Brown’s score — honored with Tony Awards for both its orchestrations and original music — is full of longing, folk sweetness, and sweeping arcs. But the music’s expansiveness sits awkwardly in the Play Circle. The sound is overamplified, the space too tight. This is writing that asks for air, for distance, for voices that can slip easily from conversational intimacy into operatic surge. Without that elasticity, the music swells but doesn't quite breathe.
At the center are Sarah and Kevin Blakeslee, a married couple playing Francesca and Robert. Their real-life connection gives the affair a believable spark; when they lean into each other, the chemistry feels true. Kevin’s baritone carries warmth and urgency, though he sometimes tips into shouting when the score demands power. Sarah faces the greater test. Francesca’s music shifts constantly, from folk lullaby to near-opera. In the gentler passages, she finds grace and tenderness. But when the lines stretch higher and heavier, the writing shows little mercy, and her voice often strains against it. Even her accent, slipping in and out, adds another distraction.
Elsewhere, the cast gives the evening its strongest lift.
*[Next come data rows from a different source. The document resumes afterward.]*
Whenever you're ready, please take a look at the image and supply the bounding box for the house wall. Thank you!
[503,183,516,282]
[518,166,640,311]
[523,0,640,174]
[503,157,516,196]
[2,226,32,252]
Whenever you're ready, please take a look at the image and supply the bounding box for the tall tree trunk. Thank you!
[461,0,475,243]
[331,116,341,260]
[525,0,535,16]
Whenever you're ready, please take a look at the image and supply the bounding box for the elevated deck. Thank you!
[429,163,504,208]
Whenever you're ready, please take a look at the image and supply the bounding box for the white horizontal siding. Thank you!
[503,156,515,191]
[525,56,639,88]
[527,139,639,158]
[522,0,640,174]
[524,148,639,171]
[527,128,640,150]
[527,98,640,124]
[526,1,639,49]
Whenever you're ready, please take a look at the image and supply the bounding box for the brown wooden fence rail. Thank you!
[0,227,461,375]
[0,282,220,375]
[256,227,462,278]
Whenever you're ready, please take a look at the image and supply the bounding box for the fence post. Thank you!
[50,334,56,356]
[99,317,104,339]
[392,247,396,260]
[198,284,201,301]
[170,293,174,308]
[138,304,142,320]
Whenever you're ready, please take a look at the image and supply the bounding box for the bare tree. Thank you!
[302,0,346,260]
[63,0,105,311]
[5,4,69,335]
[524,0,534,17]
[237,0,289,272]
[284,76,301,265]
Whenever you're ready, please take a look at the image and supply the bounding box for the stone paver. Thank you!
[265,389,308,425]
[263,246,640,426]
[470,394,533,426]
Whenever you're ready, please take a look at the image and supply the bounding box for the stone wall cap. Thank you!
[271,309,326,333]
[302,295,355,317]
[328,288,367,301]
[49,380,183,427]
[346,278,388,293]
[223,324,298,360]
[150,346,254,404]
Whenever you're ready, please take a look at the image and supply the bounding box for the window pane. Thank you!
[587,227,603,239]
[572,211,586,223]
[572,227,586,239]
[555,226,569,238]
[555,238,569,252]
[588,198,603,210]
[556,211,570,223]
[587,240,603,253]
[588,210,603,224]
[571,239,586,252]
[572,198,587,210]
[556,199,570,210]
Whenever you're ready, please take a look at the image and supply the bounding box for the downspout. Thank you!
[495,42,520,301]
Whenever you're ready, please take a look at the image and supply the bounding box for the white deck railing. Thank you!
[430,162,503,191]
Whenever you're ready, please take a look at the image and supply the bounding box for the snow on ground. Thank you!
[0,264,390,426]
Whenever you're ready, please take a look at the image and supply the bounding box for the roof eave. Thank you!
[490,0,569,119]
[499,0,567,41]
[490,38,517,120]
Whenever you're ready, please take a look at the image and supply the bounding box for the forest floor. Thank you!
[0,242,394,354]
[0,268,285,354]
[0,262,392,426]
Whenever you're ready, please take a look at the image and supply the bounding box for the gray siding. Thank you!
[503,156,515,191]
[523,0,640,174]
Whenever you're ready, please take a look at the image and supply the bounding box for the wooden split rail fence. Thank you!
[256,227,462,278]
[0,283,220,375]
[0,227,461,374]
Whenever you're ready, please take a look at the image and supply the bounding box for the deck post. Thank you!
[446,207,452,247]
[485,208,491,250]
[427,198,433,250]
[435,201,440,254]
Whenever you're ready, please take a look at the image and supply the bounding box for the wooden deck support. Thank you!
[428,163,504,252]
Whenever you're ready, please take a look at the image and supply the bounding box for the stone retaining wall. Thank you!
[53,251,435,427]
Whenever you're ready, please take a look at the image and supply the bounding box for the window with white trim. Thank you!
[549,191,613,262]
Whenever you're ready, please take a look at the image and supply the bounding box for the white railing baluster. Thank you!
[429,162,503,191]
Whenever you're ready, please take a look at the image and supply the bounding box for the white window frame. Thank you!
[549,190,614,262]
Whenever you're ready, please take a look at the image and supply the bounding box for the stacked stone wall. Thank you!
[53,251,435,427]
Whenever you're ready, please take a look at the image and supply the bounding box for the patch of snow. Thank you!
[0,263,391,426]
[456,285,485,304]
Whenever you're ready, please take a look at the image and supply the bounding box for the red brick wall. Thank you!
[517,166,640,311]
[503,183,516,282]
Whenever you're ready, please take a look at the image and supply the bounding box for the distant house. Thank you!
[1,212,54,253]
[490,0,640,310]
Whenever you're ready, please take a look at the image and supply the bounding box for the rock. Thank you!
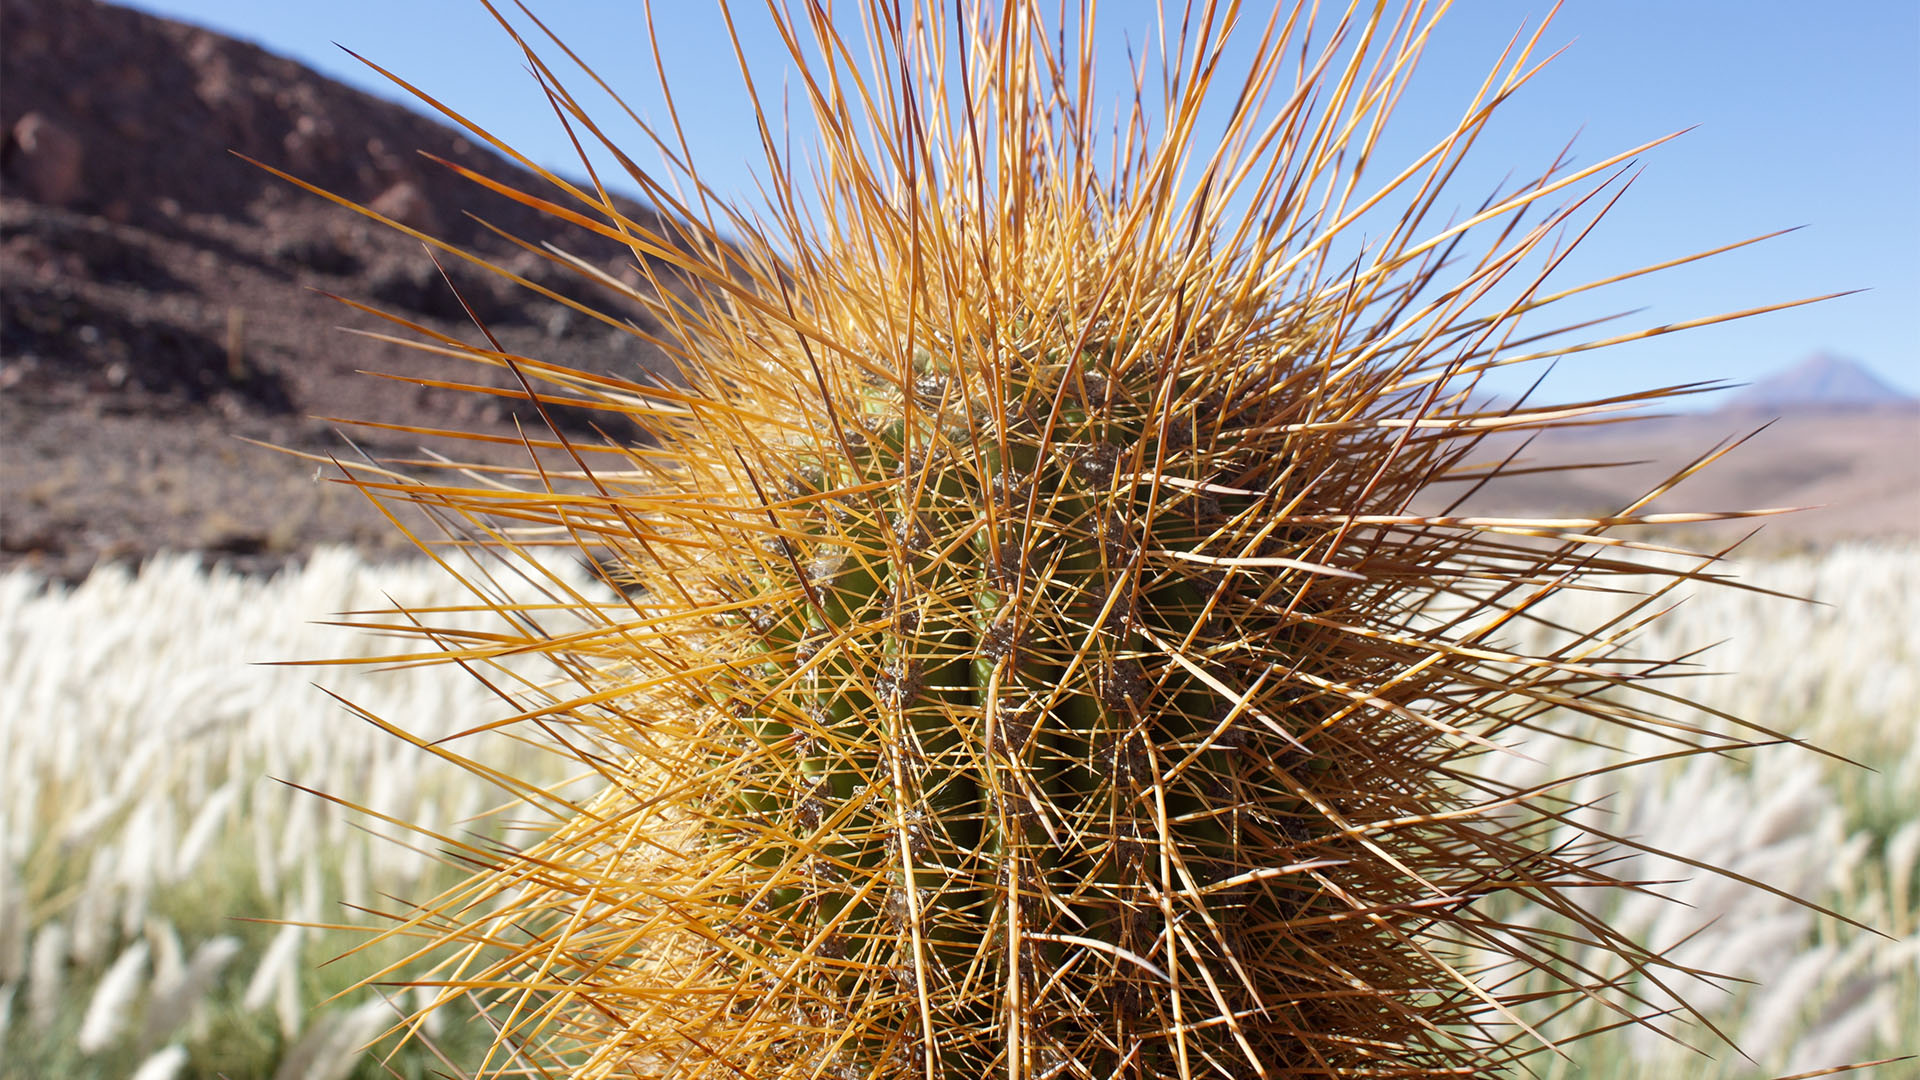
[368,180,440,234]
[366,256,459,319]
[267,230,360,276]
[4,111,84,206]
[280,110,336,172]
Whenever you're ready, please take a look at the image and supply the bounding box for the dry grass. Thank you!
[1,545,1911,1074]
[0,550,604,1079]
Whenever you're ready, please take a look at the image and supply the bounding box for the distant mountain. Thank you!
[1425,352,1920,545]
[1720,354,1915,414]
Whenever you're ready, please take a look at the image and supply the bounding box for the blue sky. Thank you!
[120,0,1919,406]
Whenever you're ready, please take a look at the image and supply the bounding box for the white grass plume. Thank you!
[141,934,242,1048]
[243,923,305,1036]
[128,1044,189,1080]
[25,919,64,1031]
[0,862,24,984]
[75,938,147,1054]
[170,780,237,882]
[271,998,392,1080]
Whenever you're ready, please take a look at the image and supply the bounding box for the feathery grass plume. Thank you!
[140,934,243,1048]
[271,999,395,1080]
[0,862,24,985]
[75,938,146,1054]
[25,918,65,1032]
[244,923,306,1038]
[272,1,1879,1076]
[128,1044,190,1080]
Cat Richmond sings with an ease that seems to float above the room, her voice the clearest evidence of how Brown’s music can soar when given full support. Micah Friedman’s singing has a similar clarity and punch, the kind of power that seems meant for a much larger house. And in the smaller roles of the nosy neighbors, Jen Ward Lennon and Bart Terrell bring honesty and grounding. Too often these parts are played for caricature; here, they land with warmth and humor, the kind of work that makes you wish the show offers them more stage time.
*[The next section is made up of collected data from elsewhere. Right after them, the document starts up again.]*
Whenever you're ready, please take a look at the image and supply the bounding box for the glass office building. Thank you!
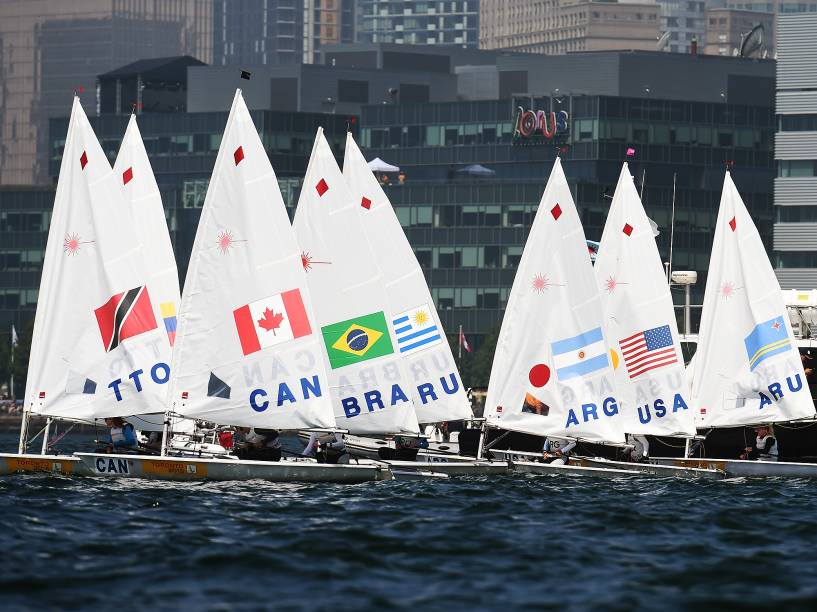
[360,95,775,347]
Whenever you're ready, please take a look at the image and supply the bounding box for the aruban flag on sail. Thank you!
[94,286,158,352]
[619,324,678,379]
[744,315,791,371]
[551,327,609,381]
[233,288,312,356]
[391,303,442,355]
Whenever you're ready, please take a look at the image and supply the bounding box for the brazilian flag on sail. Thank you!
[321,311,394,369]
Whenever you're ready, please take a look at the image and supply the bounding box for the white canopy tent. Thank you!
[367,157,399,172]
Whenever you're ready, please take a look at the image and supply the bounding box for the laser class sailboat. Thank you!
[338,133,503,474]
[1,99,176,476]
[74,91,388,482]
[654,171,817,477]
[484,158,721,479]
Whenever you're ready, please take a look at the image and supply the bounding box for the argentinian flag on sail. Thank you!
[551,327,609,380]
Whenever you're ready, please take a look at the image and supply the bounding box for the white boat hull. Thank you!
[511,460,639,478]
[383,459,509,476]
[75,453,392,483]
[652,456,817,478]
[0,452,91,477]
[575,457,724,480]
[299,432,465,462]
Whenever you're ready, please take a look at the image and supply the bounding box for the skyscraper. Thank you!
[0,0,212,186]
[773,13,817,288]
[357,0,479,47]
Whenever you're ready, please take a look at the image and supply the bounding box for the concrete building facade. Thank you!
[656,0,707,54]
[0,0,213,187]
[704,7,774,57]
[356,0,479,47]
[479,0,661,55]
[773,13,817,288]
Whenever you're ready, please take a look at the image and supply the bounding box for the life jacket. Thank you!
[756,434,778,460]
[111,424,136,447]
[543,437,573,455]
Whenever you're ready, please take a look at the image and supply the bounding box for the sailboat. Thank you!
[1,99,176,476]
[339,132,475,460]
[483,159,722,479]
[654,171,817,477]
[482,157,631,474]
[73,91,389,482]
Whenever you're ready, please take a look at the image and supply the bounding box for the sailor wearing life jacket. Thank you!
[543,437,576,465]
[741,424,779,462]
[104,417,138,453]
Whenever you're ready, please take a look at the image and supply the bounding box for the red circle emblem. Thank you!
[528,364,551,388]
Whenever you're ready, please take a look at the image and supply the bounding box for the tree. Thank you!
[469,327,500,388]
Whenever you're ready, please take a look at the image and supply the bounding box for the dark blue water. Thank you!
[3,432,817,611]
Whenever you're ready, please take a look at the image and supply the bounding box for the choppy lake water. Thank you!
[2,432,817,611]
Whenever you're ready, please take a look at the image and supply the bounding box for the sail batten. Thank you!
[485,158,625,443]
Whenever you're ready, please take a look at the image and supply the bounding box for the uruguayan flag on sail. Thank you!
[551,327,609,381]
[391,303,443,356]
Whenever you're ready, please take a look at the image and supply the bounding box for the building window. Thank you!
[778,160,817,177]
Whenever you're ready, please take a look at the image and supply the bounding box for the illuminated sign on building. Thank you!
[513,107,570,141]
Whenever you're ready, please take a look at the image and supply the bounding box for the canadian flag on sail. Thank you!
[233,288,312,355]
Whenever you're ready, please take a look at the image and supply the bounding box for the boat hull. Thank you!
[383,459,509,476]
[75,453,392,482]
[651,456,817,478]
[511,460,639,478]
[0,453,91,477]
[575,457,724,480]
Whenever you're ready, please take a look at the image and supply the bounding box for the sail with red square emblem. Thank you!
[24,98,171,421]
[167,90,335,430]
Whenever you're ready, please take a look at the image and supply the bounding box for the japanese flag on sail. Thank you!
[233,289,312,355]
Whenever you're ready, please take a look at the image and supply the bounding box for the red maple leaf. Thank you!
[258,307,285,334]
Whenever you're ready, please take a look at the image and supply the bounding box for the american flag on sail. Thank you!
[619,325,678,379]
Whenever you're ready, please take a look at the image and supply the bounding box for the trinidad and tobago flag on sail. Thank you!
[94,286,158,352]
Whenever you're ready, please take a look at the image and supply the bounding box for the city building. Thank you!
[356,0,479,47]
[0,0,212,186]
[704,8,774,57]
[656,0,707,55]
[212,0,355,66]
[479,0,661,55]
[773,13,817,288]
[0,48,777,351]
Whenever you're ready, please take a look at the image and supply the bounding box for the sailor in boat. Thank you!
[740,424,779,462]
[622,434,650,462]
[542,437,576,465]
[302,432,350,464]
[234,427,282,462]
[102,417,138,454]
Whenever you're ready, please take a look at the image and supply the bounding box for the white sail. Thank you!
[25,98,170,420]
[594,163,695,436]
[691,171,814,427]
[485,158,625,443]
[113,114,181,396]
[342,133,472,425]
[292,129,420,435]
[168,90,336,430]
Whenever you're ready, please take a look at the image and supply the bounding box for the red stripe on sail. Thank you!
[626,346,675,370]
[629,355,678,378]
[281,289,311,339]
[620,330,642,344]
[118,287,158,344]
[233,304,261,355]
[94,291,124,350]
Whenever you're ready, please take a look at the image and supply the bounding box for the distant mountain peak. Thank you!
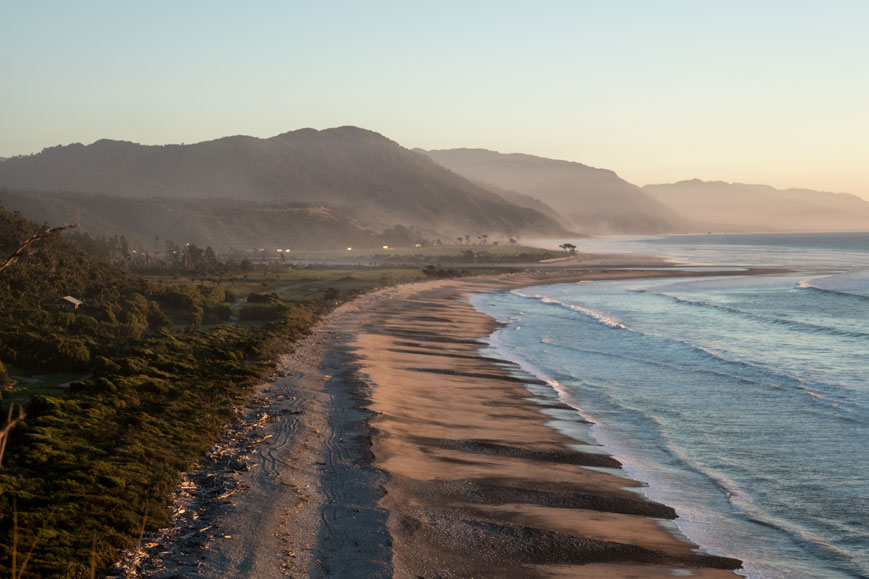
[423,148,682,235]
[272,125,390,141]
[427,147,599,171]
[644,180,869,232]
Meghan Randolph’s direction leans into the musical’s tension, but Bridges itself is caught in an awkward middle ground — too big for the box, too intimate for the epic frame. What should feel like an endless Iowa sky feels compressed, and what should have been whispered confessions sometimes blare through the speakers.
The production, though well-intentioned, never settles into the sweeping romance it promises. There are moments when it all clicks: Richmond’s ease, Friedman’s power, Lennon and Terrell’s grounded humor and these sparks remind us why Music Theatre of Madison’s risks matter, even when the payoff is uneven.
The show continues at the Play Circle with performances on Aug. 17, 21, 22, and 23.